Trotes disseminam preconceito

Estudante de jornalismo carrega placa
Embora a cidade não tenha histórico de violência na recepção aos calouros, discussões sobre os limites dos trotes aplicados aos novos alunos da UFJF foram reacendidas esta semana. Além do caso do novato, 17 anos, que precisou ser atendido no Hospital de Pronto Socorro (HPS) após ser encontrado caído embriagado em plena Avenida Itamar Franco (antiga Independência), na segunda-feira, outra situação chamou a atenção para as brincadeiras vexatórias: estudantes de jornalismo foram identificadas por meio de placas com dizeres preconceituosos, como "cara de sapatão" e "cara de puta".
A situação ganhou repercussão nas redes sociais, depois que a professora da Faculdade de Educação Daniela Auad publicou fotografia e texto de repúdio ao trote constrangedor. "O que vamos fazer para que a orientação sexual das pessoas e a sexualidade das mulheres não possa ser utilizada como xingamento contra elas?", diz trecho do texto, compartilhado e curtido inúmeras vezes no Facebook. A professora, que é homossexual, afirma que a menina que usava a placa "cara de sapatão" se mostrava constrangida. "Tem que haver um trabalho de acolhida a esses calouros, e não de exclusão por meio de preconceitos.
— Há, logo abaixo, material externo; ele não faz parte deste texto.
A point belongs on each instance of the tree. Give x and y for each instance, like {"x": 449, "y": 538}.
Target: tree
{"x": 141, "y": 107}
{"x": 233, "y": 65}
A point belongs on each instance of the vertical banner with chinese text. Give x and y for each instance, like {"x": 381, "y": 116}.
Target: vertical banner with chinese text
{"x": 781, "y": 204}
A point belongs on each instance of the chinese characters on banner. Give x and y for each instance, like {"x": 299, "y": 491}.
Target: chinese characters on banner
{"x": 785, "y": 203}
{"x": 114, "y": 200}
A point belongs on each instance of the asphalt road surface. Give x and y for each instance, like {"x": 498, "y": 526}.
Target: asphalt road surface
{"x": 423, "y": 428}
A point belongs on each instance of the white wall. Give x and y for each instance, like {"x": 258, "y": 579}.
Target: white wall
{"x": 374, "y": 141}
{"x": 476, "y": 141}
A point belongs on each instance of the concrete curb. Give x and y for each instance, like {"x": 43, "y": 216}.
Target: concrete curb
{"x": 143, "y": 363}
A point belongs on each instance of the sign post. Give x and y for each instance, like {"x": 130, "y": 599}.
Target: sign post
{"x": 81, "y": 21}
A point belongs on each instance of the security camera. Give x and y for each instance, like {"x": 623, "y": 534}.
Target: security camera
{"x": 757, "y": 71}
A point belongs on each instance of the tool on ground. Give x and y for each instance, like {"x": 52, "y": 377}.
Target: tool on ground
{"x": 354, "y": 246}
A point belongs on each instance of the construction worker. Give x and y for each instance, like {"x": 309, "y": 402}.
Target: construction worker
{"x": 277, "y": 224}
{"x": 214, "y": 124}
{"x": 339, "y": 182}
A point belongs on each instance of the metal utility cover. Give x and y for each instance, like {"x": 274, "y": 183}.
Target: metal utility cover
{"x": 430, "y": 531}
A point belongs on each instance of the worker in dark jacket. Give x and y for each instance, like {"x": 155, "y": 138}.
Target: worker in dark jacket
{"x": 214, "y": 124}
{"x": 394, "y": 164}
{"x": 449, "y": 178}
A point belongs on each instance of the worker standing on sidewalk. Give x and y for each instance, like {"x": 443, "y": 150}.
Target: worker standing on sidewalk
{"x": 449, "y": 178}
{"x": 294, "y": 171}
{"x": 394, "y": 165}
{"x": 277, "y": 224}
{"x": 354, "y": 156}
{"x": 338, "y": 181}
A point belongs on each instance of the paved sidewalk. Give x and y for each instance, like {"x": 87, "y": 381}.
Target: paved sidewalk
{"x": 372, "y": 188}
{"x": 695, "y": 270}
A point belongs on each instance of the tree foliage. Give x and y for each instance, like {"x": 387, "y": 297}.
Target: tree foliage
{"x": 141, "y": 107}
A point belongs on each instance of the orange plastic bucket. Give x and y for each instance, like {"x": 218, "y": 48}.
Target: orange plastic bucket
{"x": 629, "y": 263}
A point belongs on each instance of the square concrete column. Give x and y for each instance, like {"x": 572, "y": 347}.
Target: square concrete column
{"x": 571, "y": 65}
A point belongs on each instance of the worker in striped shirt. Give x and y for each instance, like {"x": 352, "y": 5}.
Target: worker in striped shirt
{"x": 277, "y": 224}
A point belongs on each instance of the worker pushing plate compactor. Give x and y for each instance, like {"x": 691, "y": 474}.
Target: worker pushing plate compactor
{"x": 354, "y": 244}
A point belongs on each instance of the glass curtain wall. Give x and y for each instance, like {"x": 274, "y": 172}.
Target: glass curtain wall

A UFJF há de assumir o que acontece com a comunidade acadêmica para além de seus muros, pois não deixamos nossa identidade de aluno, professor ou servidor em um cabide quando saímos do campus."
Para a psicóloga Eliana Balena, apesar de o trote ser uma prática perpetuada, não quer dizer que seja saudável. "A ridicularização e a exposição da intimidade dos calouros já deviam ter sido substituídas por atividades mais racionais. É improvável que os alunos participem por prazer, mas, sim, por uma tentativa de não ficar fora do grupo. Aquele que se posiciona contrariamente é ainda mais rechaçado."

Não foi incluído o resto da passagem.